Suspected race condition on CCS `verify_{all,segment}`

Below is a crash recently seen in GitLab on macos_current-xcode on test-ccs-dynamic-dynupcxx-par-opt-udp for develop @ 4c81adf6 . Auditing the code I have reason to believe this represents a race condition in the algorithm.

[0] * thread #1, queue = 'com.apple.main-thread', stop reason = signal SIGSTOP
[0]   * frame #0: 0x00007ff812734a82 libsystem_kernel.dylib`swtch_pri + 10
[0]     frame #1: 0x00007ff81276ec2f libsystem_pthread.dylib`cthread_yield + 11
[0]     frame #2: 0x0000000106266375 libupcxx.so`gasneti_bt_lldb + 309
[0]     frame #3: 0x00000001062630b7 libupcxx.so`gasneti_print_backtrace + 759
[0]     frame #4: 0x0000000106318af0 libupcxx.so`gasneti_defaultSignalHandler + 112
[0]     frame #5: 0x00007ff812786dfd libsystem_platform.dylib`_sigtramp + 29
[0]     frame #6: 0x00007ff81b546f81
[0]     frame #7: 0x000000010622f00c libupcxx.so`upcxx::detail::persona_tls::burst_user(upcxx::persona&) + 124
[0]     frame #8: 0x0000000106228c4b libupcxx.so`upcxx::detail::progress_user() + 731
[0]     frame #9: 0x0000000106246f6e libupcxx.so`upcxx::detail::segmap_cache::verify_segment(unsigned long, upcxx::entry_barrier) + 510
[0]     frame #10: 0x0000000105f93ddc test-ccs-dynamic-dynupcxx`upcxx_test2() + 252
[0]     frame #11: 0x0000000105f9462b test-ccs-dynamic-dynupcxx`upcxx_test() + 187
[0]     frame #12: 0x0000000105f93cc9 test-ccs-dynamic-dynupcxx`main + 9
[0]     frame #13: 0x000000010eaa751e dyld`start + 462

The relevant app code looks like this: (with some simplification)

  handle = dlopen(...);
  dlopen_function = dlsym(handle, "dlopen_function");
  // ... 
  upcxx::experimental::relocation::verify_segment(dlopen_function);
  // ... 
  auto fut3 = upcxx::rpc(0,dlopen_function);

which I believe is a correct/documented way to use the API.

The relevant paths of the verify_segment(ptr) algorithm look like this:

1. entry barrier
2. rebuild segment map
3. find the hash for the relevant segment containing ptr
4. reduce_all(hash, hash_equality_check_operator).wait()
5. IF (all ranks had the hash) AND (not yet marked verified in map)
   1. advance epoch
   2. mark segment as verified in map
   3. assign "short index" and add to verified segment to segment vector at that index

The verify_all() algorithm is more complicated due to handling all the segments and potentially verifying several in a single call, but steps 4-5 have the same basic shape, ie a blocking reduction followed by non-collective work to update the segment map and segment vector.

I believe there's a race here, because nothing prevents rank i from completing steps 4-5 and sending an rpc to rank j (in this case rank 0) before rank j has left step 4 and updated the local segment vector.
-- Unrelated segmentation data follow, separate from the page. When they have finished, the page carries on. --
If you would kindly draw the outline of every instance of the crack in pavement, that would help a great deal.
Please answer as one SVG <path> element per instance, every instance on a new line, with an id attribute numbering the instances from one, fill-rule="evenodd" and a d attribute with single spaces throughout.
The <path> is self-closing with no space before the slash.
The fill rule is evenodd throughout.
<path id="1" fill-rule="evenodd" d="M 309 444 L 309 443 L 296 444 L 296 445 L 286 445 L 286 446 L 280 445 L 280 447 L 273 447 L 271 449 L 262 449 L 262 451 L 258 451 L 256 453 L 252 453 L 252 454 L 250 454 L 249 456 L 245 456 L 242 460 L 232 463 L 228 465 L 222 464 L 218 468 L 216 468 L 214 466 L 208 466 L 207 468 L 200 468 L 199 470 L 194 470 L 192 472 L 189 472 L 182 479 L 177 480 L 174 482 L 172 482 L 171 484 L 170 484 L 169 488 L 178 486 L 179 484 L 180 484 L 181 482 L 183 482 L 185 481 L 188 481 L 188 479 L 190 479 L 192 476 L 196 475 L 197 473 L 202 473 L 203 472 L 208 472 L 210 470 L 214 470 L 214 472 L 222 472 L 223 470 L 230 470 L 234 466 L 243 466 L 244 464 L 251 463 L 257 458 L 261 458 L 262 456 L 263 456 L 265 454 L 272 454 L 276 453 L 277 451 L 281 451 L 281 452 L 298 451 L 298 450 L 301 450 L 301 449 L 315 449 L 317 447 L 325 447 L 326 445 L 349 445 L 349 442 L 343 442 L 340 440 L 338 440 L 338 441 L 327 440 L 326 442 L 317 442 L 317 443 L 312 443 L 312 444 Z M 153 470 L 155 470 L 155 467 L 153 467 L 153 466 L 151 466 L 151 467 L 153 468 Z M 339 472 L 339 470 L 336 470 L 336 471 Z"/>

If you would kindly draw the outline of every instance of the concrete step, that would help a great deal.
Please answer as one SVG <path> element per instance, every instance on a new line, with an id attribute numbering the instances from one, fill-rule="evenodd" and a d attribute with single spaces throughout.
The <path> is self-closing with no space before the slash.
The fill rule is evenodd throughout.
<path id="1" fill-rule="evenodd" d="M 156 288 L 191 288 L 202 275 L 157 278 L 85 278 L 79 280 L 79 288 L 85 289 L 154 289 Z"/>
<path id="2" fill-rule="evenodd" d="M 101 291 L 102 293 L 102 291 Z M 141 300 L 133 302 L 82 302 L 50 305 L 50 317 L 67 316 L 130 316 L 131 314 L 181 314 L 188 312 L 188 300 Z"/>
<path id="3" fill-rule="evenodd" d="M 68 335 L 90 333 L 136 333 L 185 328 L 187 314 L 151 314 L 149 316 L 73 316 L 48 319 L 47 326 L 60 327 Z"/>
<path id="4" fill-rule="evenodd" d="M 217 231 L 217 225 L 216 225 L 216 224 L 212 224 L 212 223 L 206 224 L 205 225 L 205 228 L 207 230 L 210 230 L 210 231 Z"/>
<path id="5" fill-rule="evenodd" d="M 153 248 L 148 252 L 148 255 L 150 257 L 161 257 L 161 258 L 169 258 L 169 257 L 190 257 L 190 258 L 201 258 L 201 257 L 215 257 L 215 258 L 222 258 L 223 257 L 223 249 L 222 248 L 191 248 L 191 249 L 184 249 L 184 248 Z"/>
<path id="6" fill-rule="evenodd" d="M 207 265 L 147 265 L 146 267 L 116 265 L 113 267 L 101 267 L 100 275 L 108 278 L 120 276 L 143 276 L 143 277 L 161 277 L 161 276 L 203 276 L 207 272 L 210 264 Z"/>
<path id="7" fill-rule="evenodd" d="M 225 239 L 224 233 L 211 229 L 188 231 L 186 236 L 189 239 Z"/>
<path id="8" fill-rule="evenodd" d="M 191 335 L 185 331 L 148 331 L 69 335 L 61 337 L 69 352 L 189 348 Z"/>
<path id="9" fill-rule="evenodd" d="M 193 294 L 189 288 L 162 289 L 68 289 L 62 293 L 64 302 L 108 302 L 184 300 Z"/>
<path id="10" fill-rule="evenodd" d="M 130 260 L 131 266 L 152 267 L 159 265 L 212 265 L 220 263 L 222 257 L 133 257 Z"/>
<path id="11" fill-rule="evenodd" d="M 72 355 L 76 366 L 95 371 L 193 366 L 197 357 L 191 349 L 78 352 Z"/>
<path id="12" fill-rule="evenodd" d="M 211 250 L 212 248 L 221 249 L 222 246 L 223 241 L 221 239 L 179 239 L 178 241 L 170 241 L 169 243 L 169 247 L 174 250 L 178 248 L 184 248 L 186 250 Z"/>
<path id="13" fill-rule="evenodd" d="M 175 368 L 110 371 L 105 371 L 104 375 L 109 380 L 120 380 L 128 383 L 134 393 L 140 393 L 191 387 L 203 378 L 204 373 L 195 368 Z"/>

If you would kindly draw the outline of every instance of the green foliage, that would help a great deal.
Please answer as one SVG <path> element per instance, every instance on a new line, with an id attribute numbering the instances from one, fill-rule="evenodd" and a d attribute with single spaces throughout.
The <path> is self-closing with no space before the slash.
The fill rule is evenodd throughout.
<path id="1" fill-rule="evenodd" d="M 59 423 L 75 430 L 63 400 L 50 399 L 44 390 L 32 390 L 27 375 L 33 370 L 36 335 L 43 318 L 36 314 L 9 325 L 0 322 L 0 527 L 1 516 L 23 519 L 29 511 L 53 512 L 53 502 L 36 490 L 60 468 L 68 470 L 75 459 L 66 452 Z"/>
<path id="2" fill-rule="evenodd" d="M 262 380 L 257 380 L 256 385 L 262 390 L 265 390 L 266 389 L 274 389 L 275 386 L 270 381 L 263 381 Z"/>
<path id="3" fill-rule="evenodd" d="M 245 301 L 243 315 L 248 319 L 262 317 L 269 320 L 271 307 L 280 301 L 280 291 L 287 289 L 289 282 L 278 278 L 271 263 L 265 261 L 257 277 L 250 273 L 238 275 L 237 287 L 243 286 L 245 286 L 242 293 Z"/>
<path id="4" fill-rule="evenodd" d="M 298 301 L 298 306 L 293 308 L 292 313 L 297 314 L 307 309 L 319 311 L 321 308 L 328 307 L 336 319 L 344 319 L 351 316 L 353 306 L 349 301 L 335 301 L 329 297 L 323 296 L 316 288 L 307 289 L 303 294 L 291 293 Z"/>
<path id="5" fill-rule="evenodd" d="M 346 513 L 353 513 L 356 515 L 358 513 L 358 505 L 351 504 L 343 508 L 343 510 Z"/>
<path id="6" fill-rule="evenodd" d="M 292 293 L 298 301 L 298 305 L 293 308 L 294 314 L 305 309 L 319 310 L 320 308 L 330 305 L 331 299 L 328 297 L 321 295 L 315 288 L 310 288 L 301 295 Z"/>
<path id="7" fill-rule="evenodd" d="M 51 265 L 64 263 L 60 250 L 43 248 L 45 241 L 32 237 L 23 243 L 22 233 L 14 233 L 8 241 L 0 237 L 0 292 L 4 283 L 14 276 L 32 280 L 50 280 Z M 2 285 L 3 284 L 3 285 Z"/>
In particular, I suspect the crash above occurred because rank 0 was still inside the user-level progress of future::wait() in step 4 when an RPC arrived from rank i targeting the newly verified segment that has not yet completed registration at rank 0. Specifically, function_token_ms_idx::detokenize() -> segmap_cache::lookup_at_idx() will attempt to access a segment_vector_ entry that does not yet exist, reading garbage. If this happened to be debug mode it would probably fail the assertion at ccs.hpp:401:

UPCXX_ASSERT(static_cast<int64_t>(idx) < static_cast<int64_t>(segment_vector_.size()));

but since this run was opt mode it just reads garbage and crashes.

The simplest solution is probably to add an exit barrier to both verify functions after step 5 to ensure the segment metadata is globally updated before any caller returns and potentially starts injecting RPC that relies upon the updated segment metadata at the target.